This is Part 3 of my decision trees series. This time around we are going to code a decision tree in Python. So I’m going to try to make this code as understandable as possible, but if you are not familiar with Object Oriented Programming (OOP) or recursion you might have a tougher time.
To make data handling easier, we are going to be using the wonderful pandas
package, so if you don’t know how to use it I highly recommend you learn to by reading their intro to pandas. (there are also very good tutorials by Chris Albon but they are more focused on a specific feature), but I’ll just quickly go over the most important points. In pandas
tabular data is stored in a DataFrame
and these objects allow us to have named columns and rows and to easily subset data with these names. Ok so let’s create a DataFrame
from a subset of our iris data.
>>> import pandas as pd
>>> iris_df = pd.DataFrame(iris_data, columns = column_names)
>>> iris_df
sepal length (cm) sepal width (cm) petal length (cm) petal width (cm) species
0 5.1 3.5 1.4 0.2 setosa
1 4.9 3.0 1.4 0.2 setosa
2 4.7 3.2 1.3 0.2 setosa
3 4.6 3.1 1.5 0.2 setosa
4 5.0 3.6 1.4 0.2 setosa
Ok so we have our DataFrame
, and now we can select just the species column for example with:
>>> iris_df['species']
0 setosa
1 setosa
2 setosa
3 setosa
4 setosa
Name: species, dtype: object
Or we can get the samples which have $$sepal\ width \leq 3.1$$:
>>> iris_df[iris_df['sepal width (cm)'] <= 3.1]
sepal length (cm) sepal width (cm) petal length (cm) petal width (cm) species
1 4.9 3.0 1.4 0.2 setosa
3 4.6 3.1 1.5 0.2 setosa
So it is easy to see how this makes understanding what the code is doing easier and that’s why I’m using DataFrame
s instead of arrays and indices. This is however far from all pandas
can do (duh…), and it’s just the basics of the basics.
Representing a tree.
So what is a tree?
A tree is a set of nodes, so we need to define a Node
object which will store some properties about the node, as well as it’s left and right children nodes.

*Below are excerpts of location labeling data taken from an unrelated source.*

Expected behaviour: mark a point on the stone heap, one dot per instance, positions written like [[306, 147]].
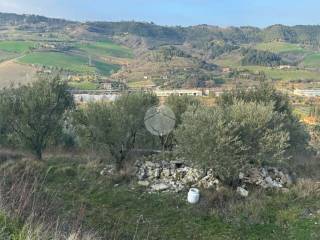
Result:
[[173, 176]]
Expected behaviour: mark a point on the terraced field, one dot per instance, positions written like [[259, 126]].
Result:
[[16, 46], [70, 62], [281, 47], [106, 48], [312, 60], [286, 75]]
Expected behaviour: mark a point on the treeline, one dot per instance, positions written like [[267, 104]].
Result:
[[246, 128], [261, 58]]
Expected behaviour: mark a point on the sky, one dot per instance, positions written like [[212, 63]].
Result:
[[260, 13]]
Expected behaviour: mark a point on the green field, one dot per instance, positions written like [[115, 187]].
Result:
[[285, 75], [280, 47], [16, 46], [312, 60], [73, 63], [105, 49], [86, 85]]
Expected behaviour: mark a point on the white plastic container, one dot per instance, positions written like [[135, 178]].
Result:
[[193, 195]]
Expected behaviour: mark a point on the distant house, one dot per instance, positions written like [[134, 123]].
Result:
[[178, 92], [107, 85], [226, 70], [281, 67]]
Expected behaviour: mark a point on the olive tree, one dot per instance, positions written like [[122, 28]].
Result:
[[34, 113], [265, 93], [229, 139], [118, 125]]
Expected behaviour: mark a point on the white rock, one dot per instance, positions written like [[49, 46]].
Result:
[[144, 183], [160, 187], [243, 192]]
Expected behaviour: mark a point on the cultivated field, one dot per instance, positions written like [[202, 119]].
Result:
[[105, 48], [280, 47], [15, 73], [70, 62], [16, 46]]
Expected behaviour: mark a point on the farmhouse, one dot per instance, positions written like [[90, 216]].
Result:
[[307, 92], [178, 92]]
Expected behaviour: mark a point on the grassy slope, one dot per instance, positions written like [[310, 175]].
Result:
[[285, 75], [106, 48], [123, 211], [280, 47], [70, 62], [16, 46], [312, 60]]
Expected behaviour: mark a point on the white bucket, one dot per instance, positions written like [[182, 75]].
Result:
[[193, 195]]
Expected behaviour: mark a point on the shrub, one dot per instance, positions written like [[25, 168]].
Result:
[[119, 126], [33, 114], [266, 94], [230, 139]]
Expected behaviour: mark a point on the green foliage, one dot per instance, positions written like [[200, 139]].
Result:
[[118, 126], [180, 104], [262, 58], [232, 138], [265, 94], [33, 114]]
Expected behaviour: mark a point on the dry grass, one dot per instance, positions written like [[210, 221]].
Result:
[[22, 197]]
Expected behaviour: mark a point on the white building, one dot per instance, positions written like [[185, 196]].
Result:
[[178, 92]]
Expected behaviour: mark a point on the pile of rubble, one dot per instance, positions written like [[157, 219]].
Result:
[[173, 176]]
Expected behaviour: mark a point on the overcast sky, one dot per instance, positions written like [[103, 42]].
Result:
[[259, 13]]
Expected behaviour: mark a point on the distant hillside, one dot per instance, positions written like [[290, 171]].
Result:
[[142, 53]]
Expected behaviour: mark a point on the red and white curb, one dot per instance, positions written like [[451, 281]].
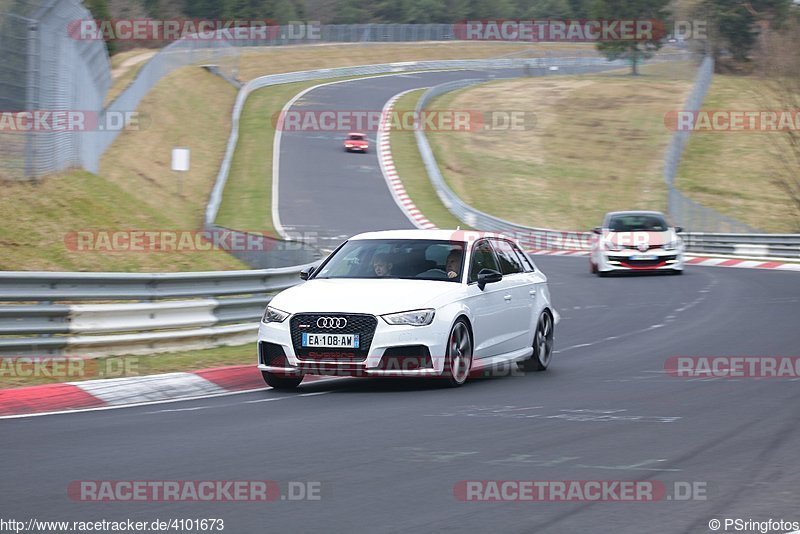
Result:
[[129, 391], [390, 172], [742, 264], [694, 260]]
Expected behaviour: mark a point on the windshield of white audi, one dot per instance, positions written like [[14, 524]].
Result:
[[396, 258]]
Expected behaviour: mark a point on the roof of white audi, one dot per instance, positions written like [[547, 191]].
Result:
[[433, 235]]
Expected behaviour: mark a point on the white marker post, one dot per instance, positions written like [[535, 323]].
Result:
[[180, 163]]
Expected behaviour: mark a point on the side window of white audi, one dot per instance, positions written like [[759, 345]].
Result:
[[509, 261], [482, 258]]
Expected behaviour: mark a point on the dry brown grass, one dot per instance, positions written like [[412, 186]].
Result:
[[135, 189], [597, 145], [735, 172]]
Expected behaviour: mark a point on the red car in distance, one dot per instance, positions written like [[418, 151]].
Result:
[[356, 142]]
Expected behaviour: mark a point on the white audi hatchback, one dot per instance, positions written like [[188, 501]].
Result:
[[416, 303]]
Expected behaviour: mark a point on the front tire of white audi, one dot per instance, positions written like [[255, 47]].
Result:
[[458, 360]]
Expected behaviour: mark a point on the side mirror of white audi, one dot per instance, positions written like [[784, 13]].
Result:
[[415, 303]]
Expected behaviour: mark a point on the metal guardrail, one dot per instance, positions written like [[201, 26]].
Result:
[[202, 310], [760, 245]]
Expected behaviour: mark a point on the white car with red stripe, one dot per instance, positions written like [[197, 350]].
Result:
[[636, 241]]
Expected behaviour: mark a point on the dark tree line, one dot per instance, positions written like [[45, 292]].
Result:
[[735, 27]]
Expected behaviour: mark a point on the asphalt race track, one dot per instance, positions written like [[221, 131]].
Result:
[[389, 454], [329, 194]]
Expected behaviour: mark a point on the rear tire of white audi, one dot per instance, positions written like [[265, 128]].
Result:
[[277, 381], [458, 361], [542, 345]]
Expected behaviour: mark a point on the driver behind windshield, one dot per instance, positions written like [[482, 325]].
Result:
[[453, 264], [381, 265]]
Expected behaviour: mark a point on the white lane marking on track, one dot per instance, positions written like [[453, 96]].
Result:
[[116, 391], [152, 403], [270, 399], [633, 467], [181, 410]]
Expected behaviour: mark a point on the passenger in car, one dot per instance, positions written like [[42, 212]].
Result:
[[381, 265]]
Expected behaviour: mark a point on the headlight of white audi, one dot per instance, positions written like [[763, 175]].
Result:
[[412, 318], [274, 315]]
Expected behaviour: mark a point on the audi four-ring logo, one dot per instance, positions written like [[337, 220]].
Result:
[[331, 322]]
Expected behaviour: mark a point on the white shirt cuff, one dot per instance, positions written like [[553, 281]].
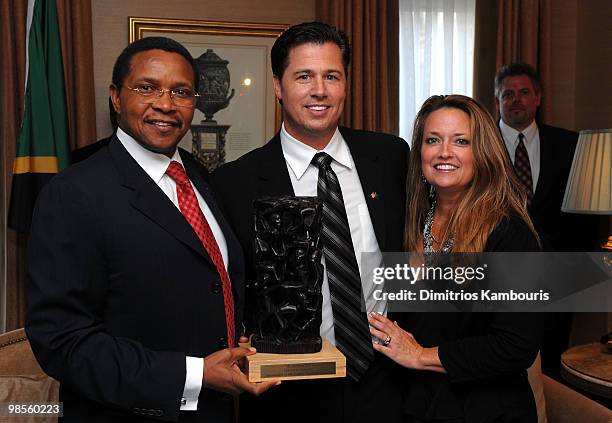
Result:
[[193, 383]]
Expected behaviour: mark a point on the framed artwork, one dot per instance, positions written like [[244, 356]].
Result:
[[237, 110]]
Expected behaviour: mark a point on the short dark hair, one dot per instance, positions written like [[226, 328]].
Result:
[[122, 65], [517, 69], [307, 33]]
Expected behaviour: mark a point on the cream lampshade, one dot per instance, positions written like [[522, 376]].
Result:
[[589, 186]]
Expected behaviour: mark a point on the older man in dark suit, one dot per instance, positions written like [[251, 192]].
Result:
[[542, 156], [136, 279], [360, 177]]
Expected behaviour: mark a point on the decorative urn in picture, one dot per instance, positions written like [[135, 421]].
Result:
[[214, 85]]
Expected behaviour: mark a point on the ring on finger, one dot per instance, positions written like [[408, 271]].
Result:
[[387, 341]]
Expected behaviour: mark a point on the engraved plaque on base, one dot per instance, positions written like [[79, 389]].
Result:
[[327, 363]]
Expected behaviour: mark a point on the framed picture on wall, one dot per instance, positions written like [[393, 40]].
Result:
[[237, 110]]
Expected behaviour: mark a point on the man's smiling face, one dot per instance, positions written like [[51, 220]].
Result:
[[155, 123], [312, 90]]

What does a node of our decision tree need?
A pandas DataFrame to represent the training data at this node, the target feature (in the case of our iris example that would be the “species” feature). We need to have a left and right child as well, and if the node is a leaf node it needs to be able to give a prediction. This gives us the following Node
class definition, where we feed the dataframe as well as the target feature upon initialization.
class Node:
def __init__(self, data, target):
self.data = data # Dataframe with features and target
self.target = target # name of target
self.left = None
self.right = None
self.prediction = None
Ok so now we have our Node
class, how do we represent a tree? where do we keep all the nodes we will need. Well actually we do not need to create a Tree
class:
since each node stores its left and right children, we can access any and all nodes of the tree from the root node. So the whole tree can just be represented by the root node. For example if we want to get the versicolor node in our simple tree we can access it from the root node with: root.right.left
getting the splits
Ok, so we can just concentrate ourselves on the Node
class. So if you remember how the algorithm works (if not here is the post where I explain it), we are going to need a way to find splits in our data. As we said in previous parts, there are categorical and numerical splits, so we need a way to determine if a feature is categorical or numerical, fortunately pandas
has us covered, and we can make a simple function:
from pandas.api.types import is_categorical, is_string_dtype, is_bool
def check_categorical(data):
return is_categorical(data) | is_string_dtype(data) | is_bool(data)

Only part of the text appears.